Herodias

[268] Herodias, jene isralitische Frau, deren das neue Testament als Veranlassung der Enthauptung Johannes des Täufers erwähnt, war die Enkelin Herodes des Großen und vermählte sich auf seinen Wunsch mit ihrem Oheim Herodes Philippus. Treulos verließ sie den Gatten, um seinem Bruder Herodes Antipas, Beherrscher von Galiläa, der bei Gelegenheit eines Besuches in glühender Leidenschaft zu ihr entflammte, ihre Hand zu reichen.
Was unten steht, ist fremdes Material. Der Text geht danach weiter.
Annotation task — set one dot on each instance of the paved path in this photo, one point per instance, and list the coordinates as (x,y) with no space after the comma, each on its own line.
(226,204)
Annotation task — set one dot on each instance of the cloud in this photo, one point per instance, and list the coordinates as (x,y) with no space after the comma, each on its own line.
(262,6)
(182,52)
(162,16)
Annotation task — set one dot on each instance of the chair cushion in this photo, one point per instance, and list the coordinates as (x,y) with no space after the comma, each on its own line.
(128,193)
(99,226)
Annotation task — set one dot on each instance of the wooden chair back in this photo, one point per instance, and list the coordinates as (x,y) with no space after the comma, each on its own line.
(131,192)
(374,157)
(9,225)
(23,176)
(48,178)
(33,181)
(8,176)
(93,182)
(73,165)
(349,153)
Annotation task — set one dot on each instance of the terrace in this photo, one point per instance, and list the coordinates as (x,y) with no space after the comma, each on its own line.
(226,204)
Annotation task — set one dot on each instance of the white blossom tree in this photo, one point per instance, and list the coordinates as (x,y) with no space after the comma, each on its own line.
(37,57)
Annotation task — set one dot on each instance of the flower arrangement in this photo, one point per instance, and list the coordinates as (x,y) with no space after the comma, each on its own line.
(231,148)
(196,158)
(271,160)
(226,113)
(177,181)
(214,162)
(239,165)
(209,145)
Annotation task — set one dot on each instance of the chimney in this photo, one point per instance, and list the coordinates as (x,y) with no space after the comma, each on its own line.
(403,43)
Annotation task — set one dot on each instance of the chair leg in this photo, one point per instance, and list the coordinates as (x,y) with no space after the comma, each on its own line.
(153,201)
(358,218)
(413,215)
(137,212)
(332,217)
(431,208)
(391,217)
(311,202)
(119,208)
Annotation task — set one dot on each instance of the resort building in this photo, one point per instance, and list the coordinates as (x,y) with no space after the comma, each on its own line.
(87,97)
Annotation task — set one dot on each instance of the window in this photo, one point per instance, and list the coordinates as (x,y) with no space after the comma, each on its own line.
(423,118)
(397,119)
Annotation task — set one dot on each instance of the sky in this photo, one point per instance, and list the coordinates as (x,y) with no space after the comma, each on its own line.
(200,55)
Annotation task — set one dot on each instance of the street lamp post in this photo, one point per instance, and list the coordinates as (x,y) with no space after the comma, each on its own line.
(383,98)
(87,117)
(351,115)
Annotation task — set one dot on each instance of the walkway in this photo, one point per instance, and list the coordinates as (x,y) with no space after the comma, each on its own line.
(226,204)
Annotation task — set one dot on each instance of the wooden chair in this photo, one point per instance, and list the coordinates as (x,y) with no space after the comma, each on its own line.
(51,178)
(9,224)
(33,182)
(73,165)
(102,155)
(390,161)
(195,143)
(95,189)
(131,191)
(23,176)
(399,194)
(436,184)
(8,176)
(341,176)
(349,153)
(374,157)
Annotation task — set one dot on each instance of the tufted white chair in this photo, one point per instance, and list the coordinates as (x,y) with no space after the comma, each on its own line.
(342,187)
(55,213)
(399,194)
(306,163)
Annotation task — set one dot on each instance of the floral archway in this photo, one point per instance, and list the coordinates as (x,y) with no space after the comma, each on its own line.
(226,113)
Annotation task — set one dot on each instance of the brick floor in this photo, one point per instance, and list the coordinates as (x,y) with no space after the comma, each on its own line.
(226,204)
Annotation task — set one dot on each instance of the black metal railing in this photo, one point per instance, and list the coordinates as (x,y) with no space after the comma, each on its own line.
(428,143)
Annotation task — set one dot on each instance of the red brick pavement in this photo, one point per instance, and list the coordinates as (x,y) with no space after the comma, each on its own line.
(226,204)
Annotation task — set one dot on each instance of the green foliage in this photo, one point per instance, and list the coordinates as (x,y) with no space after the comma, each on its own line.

Der Ehrgeiz, einem Fürsten anzugehören, machte sie taub für die Ermahnungen der Pflicht und Ehre. – Jetzt aber erhob sich Johannes, der Vorläufer Christi, und rügte mit strengen Worten im Namen der Religion und Sitte das Verhältniß des Fürsten zu der entflohenen Gattin seines Bruders. Herodias jedoch benutzte eine schwache Stunde des Fürsten und erbat sich das Haupt des Propheten. Auf Antipas Befehl endete der Märtyrer unter dem Schwerte des Henkers. Ihr Glück, das ein Verbrechen befestigen sollte, war nicht von langer Dauer, Denn kurz darauf schenkte Kaiser Caligula ihrem Bruder die Besitzungen ihres ersten Gatten und beehrte ihn mit dem königlichen Titel. – Neid und Ehrgeiz bewogen die Schwester, mit ihrem zweiten Gemahle nach Rom zu reisen, um die Belehnung zu hintertreiben und ihm die königliche Würde zu erwerben. Caligula aber, von ihrem Bruder auf diese Intriguen und den Umstand, daß Antipas gegen das Gesetz in Galiläa ein glänzendes Zeughaus besaß, aufmerksam gemacht, traute ihren Einflüsterungen nicht nur nicht, sondern verbannte auch Beide nach Lyon, wo sie im Exil starben. – An den Namen der Herodias[268] knüpft sich die Schmach der Geschichte, während des Martyrers Johannes Haupt noch jetzt die Glorie umstrahlt.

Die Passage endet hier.